Tous les jours, ou tous les deux jours, Tom saisissait une occasion favorable pour se rendre devant la fenêtre grillagée de la prison locale et passer en fraude à l’«assassin» tout ce qu’il pouvait. La prison était une espèce de cahute en briques construite en bordure d’un marais, à l’extrémité du village, et il n’y avait personne pour la garder.

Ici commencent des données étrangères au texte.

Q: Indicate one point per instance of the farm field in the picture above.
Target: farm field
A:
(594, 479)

En fait, il était rare d’y rencontrer un prisonnier. Ces offrandes soulageaient la conscience de Tom.
Les gens du village avaient bonne envie de faire un mauvais parti à Joe l’Indien pour avoir déterré le cadavre de Hoss Williams, mais il effrayait tout le monde et personne n’osait prendre une initiative quelconque à son égard. D’ailleurs, il avait pris soin de commencer ses deux dépositions par le récit du combat, sans parler du vol de cadavre qui l’avait précédé. On trouva plus sage d’attendre avant de porter le procès devant les tribunaux.
Becky Thatcher était malade. Elle ne venait plus à l’école et Tom en eut tant de regrets que ses préoccupations secrètes passèrent au second plan. Après avoir lutté contre son orgueil pendant quelques jours et essayé vainement d’oublier la fillette, il commença à rôder le soir autour de sa maison pour chercher à la voir. Il ne pensait plus qu’à Becky. Et si elle mourait! La guerre, la piraterie n’avaient plus d’intérêt pour lui. La vie lui paraissait insipide. Il ne touchait plus ni à son cerceau, ni à son cerf-volant.
Tante Polly s’en inquiéta. Elle entreprit de lui faire absorber toutes sortes de médicaments. Elle était de ces gens qui s’entichent de spécialités pharmaceutiques et des dernières méthodes propres à vous faire retrouver votre bonne santé ou à vous y maintenir. C’était une expérimentatrice invétérée en ce domaine. Elle était à l’affût de toutes les nouveautés et il lui fallait les mettre tout de suite à l’épreuve. Pas sur elle-même car elle n’était jamais malade, mais sur tous ceux qu’elle avait sous la main. Elle souscrivait à tous les périodiques médicaux, aidait les charlatans de la phrénologie, et la solennelle ignorance dont ils étaient gonflés était pour elle souffle de vie. Toutes les sottises que ces journaux contenaient sur la vie au grand air, la manière de se coucher, de se lever, sur ce qu’il fallait manger, ce qu’il fallait boire, l’exercice qu’il fallait prendre, les vêtements qu’il fallait porter, tout cela était à ses yeux parole d’évangile et elle ne remarquait jamais que chaque mois, les nouvelles brochures démolissaient tout ce qu’elles avaient recommandé le mois précédent. C’était un cœur simple et honnête, donc une victime facile. Elle rassemblait ses journaux et ses remèdes de charlatan et partait comme l’ange de la mort sur son cheval blanc avec, métaphoriquement parlant, «l’enfer sur les talons». Mais jamais elle ne soupçonna qu’elle n’avait rien d’un ange guérisseur ni du baume de Galaad personnifié, pour ses voisins.